“Either you give in to ultimatums or you opt for democracy.” With that, Greek prime minister Alexis Tsipras encouraged citizens to pass judgment on the country’s latest bailout deal in a referendum this weekend. There’s just one snag: The offer has expired and Greece’s lenders say it is no longer valid.
That makes the prime minister’s high-minded appeal to democracy ring hollow. After all, nobody is quite sure what they’re voting on. In the meantime, the referendum gambit has cut Athens loose from its rescue program, forcing it to default on the IMF and close banks to conserve cash.
Some things are too important to be left to voters. At least, that’s what Joschka Fischer, Germany’s former foreign minister, told a room of eurocrats (and this reporter) earlier this week. Few of the most important decisions in his country’s post-war history would have won a majority if put to a vote, he said. Why should Ireland’s pesky habit of rejecting EU treaty changes to rebuke the local government overturn the will of the entire bloc? And California is hardly the best-run state in the US because it relies so heavily on direct democracy—quite the opposite.

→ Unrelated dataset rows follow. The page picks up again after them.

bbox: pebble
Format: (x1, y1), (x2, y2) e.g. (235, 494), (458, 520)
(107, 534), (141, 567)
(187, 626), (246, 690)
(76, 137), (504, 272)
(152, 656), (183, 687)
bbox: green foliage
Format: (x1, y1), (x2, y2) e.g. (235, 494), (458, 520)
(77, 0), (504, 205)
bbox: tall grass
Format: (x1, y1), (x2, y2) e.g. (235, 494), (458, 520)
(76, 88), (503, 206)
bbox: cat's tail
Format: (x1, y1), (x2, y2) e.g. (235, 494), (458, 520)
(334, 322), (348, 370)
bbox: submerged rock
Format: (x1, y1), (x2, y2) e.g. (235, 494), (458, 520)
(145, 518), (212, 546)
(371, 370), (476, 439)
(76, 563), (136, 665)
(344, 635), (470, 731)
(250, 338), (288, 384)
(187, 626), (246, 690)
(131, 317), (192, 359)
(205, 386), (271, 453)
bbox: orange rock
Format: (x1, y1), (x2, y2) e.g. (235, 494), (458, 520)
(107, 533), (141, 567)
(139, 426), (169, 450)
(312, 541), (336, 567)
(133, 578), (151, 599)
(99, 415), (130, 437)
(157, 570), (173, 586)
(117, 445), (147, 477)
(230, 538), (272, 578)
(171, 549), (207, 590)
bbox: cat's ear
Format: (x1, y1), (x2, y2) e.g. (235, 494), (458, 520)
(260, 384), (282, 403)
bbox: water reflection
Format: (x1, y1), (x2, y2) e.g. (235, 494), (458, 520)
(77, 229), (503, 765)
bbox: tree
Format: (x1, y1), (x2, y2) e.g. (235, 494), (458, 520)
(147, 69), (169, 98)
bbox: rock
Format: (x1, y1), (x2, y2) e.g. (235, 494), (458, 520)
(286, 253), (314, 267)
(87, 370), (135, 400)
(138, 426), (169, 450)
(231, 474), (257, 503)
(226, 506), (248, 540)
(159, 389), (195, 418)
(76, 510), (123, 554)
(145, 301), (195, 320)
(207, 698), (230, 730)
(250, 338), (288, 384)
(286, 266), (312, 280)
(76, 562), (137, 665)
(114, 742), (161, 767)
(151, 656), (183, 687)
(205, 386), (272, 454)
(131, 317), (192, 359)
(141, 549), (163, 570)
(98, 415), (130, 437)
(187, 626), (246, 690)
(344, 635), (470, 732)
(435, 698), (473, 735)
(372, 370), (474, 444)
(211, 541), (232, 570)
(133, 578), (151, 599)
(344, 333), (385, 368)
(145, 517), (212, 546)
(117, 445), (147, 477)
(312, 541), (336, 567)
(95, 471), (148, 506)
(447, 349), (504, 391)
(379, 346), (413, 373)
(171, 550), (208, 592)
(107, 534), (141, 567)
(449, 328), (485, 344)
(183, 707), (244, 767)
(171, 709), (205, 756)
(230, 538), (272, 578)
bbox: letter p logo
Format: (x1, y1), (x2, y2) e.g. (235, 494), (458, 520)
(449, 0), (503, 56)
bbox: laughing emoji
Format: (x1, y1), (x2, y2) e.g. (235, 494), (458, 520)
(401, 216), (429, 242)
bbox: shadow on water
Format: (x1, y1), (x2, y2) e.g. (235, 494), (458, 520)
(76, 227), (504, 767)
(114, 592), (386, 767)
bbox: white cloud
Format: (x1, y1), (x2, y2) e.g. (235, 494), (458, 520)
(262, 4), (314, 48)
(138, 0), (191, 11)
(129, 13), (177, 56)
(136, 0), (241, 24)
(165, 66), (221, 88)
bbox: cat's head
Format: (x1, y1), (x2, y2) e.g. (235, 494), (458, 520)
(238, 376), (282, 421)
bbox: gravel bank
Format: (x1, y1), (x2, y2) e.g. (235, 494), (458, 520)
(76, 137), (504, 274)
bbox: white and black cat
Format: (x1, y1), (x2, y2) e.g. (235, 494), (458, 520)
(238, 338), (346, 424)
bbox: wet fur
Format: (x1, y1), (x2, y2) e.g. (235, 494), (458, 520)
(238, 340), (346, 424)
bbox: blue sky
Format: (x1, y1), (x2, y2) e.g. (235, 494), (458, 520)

Mix in money, and things get trickier still. Bo Lundgren, the architect of Sweden’s much admired bank bailout program in the early 1990s, says that voters would have never approved of his government’s moves if they asked for it. Former US treasury secretary Tim Geithner offered a similar analysis of his efforts to clean up the country’s subprime mess: “You have to do things that are going to be fundamentally impossible to explain to people.”
In short, those who earn the people’s mandate should know when to lead and when to follow. Tsipras has punted a tough decision to his people, when history suggests that it requires brave, proactive, and potentially unpopular leadership. Too little democracy is a bad thing, of course, but so is too much of it.